A customer was unable to debug or reproduce why a web-based application was crashing periodically. The crashes were becoming more frequent, and increasingly affecting their business and customer satisfaction.
Steps used to solve the problem:
1. Rule out performance issues through performance testing
2. Aggregate and Review logs for finding issue trends
3. Improve error tracking in the application
4. Wait till issue reproduced
5. Used additional logging and new tools to discover underlying issue
6. Develop fix
7. Confirm resolution
Tools used to solve the problem:
1. Rational Performance Tester
Cause of the problem:
Search entry string with a tab.
Tips to avoid in the future:
1. Properly escape characters used to delimit data/fields
2. Never make assumptions when dealing with user inputted content
3. Use design patterns including encapsulation and low coupling
4. Use debug statements in logging
I have been working on a project for a client on and off for approximately a month. I was engaged to debug and solve an intermittent problem in a Java client-server application that is over ten years old. Periodically, the server application would get locked up, using 100% of the CPU, until it was manually killed and restarted. During this time, the client applet was unbearably slow or completely didn’t work. The problem had been around for a long time, but was starting to occur more frequently, likely due to more customers using the application.
After doing load testing using Rational Performance Tester (RPT) and monitoring the memory usage of the server application, it was determined that the issue was not caused by loading. I successfully verified that the application ran fine with approximately 10x the maximum number of actual users observed in production.
While performing the load testing, I analyzed server log files. They had been looked at previously, but nothing in particular stood out. I looked for various patterns around the times where problems were logged by operations personnel. Luckily, the developers created log entries when commands were started and completed. After matching up intertwined start and complete logs for commands using Cygwin scripts and Excel, I discovered that a specific command was started but never completed right around the time when the issue occurred. This was found in all of the dozen log files analyzed.

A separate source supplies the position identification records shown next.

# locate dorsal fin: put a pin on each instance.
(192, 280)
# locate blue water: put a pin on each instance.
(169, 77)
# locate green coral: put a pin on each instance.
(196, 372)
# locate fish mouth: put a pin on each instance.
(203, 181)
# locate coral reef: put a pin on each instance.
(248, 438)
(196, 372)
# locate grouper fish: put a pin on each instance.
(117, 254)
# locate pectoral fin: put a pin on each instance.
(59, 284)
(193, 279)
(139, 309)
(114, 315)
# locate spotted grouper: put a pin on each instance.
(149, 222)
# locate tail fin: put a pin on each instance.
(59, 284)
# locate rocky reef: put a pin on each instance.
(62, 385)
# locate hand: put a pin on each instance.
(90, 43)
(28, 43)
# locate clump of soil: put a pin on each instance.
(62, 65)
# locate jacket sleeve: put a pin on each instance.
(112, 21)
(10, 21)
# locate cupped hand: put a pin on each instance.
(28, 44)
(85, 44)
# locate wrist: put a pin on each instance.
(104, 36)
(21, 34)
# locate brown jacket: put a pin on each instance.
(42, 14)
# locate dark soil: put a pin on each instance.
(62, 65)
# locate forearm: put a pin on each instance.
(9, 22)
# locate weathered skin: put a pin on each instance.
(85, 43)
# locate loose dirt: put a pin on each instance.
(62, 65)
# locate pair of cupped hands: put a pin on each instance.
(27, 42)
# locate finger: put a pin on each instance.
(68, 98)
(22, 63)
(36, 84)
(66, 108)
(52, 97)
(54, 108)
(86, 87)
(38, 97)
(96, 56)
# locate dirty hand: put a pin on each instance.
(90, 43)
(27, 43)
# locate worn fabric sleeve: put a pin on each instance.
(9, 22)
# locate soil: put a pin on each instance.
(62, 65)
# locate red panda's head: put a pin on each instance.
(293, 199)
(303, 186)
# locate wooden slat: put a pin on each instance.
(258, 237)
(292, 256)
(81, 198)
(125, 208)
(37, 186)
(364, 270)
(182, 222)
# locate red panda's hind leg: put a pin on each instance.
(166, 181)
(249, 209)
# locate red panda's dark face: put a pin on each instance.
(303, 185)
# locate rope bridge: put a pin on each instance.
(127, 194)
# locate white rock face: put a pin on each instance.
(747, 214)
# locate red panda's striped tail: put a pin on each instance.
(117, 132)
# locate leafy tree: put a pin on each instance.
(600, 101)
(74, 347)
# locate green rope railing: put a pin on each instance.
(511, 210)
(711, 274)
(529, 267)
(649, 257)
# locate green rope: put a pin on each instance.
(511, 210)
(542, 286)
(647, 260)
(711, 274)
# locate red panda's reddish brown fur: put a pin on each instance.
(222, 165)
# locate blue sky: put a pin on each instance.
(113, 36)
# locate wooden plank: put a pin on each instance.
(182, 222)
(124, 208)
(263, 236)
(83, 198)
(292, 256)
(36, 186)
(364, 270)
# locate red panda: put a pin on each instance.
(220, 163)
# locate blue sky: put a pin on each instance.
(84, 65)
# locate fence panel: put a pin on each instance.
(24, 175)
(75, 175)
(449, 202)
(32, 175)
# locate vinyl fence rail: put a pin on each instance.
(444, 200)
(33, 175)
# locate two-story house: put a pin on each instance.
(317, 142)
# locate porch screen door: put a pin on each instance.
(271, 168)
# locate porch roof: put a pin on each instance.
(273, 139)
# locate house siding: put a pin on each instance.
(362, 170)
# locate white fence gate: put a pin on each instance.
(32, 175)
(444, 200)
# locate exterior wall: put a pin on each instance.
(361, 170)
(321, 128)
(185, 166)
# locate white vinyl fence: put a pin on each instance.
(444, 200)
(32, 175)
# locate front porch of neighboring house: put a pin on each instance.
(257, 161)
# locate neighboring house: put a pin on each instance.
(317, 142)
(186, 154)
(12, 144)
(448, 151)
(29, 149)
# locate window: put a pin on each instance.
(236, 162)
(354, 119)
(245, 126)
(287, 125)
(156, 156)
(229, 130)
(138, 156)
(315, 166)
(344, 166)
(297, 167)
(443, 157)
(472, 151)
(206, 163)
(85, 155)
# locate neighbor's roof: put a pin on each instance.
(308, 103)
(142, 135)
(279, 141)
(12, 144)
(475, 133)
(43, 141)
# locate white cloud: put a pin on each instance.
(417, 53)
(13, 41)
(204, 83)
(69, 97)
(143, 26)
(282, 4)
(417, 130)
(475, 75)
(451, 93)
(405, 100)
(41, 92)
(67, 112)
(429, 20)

After narrowing the cause, I focused my testing using Sikuli to exhaustively test the functionality in question. I also added more logging to better understand how to solve the problem. I was not able to reproduce the problem, so we decided to go live with the version of the application with added logging and wait for it to occur again.
The problem occurred soon after and I looked at the generated log files. Immediately, I was able to determine the cause and recreate the problem. In the application, messages are being sent from the client applet to the server using delimited strings. However, the delimiters were not being escaped. Therefore, whenever a user entered a delimiter in the user interface, the corresponding message was not formed properly, causing the server application to improperly process it.
In the case of this application, message contents are used as arguments in SQL procedures with minimal error checking. Invalid and/or missing arguments were causing infinite results. So the server application was becoming locked up attempting to fetch and process the results.
There are several modifications I made to the client-server application to solve the issue and make it generally more robust.
First, I modified and tested changes to the server application to ensure the changes were effective. I modified the loop that reads from the database to include a loop counter, and to exit after an overly large number of iterations. This change eliminates the infinite loop, eliminating the need for operations personnel to restart the server application. The break condition was made overly large to guarantee it would not exit prematurely.
The algorithm used to process the message was also improved. It was modified to handle, as best it reasonably can, extra delimiters in the command. It also now validates arguments passed to SQL procedures.
Second, I modified and tested changes to the client applet. The class that packages messages was modified so that delimiters are removed from the fields put in the message. The modifications were complicated by the fact that in some cases the class was not used to create the message, rather the message was created manually with string concatenations and hard-coded delimiters (poor encapsulation). It was extremely time consuming to go through all of the messages, verifying they are created properly, modifying them so that they are using the class for packaging, and to test and verify all the changes. The lack of encapsulation and high coupling made the client-server application far more difficult to maintain.
Conclusion/Tips for Developers
This engagement highlights the importance of encapsulation and low coupling. If the class designed to package messages was consistently used, reducing coupling and making it well encapsulated, eliminating the delimiters in the fields of the message would have been much simpler to add. A small change to the class would have sufficed. Instead, the class had to be modified, code had to be changed to use the class for creating the messages, and a bunch of code had to be traced so that it was better understood.
Last, escaping delimiters is extremely important and no assumptions should be made when dealing with user entered content. Escaping delimiters is an extremely common in programming. Assuming a class will only be used for a specific purpose, for example content without tabs, can lead to future issues headaches when the class is reused. In this case, the tab character was used as a delimiter. Users should never enter the tab character, and in fact it is difficult to do so because pressing a tab changes the focus to the next element. However, it is still possible to paste tab characters into the user interface, which is what users were doing.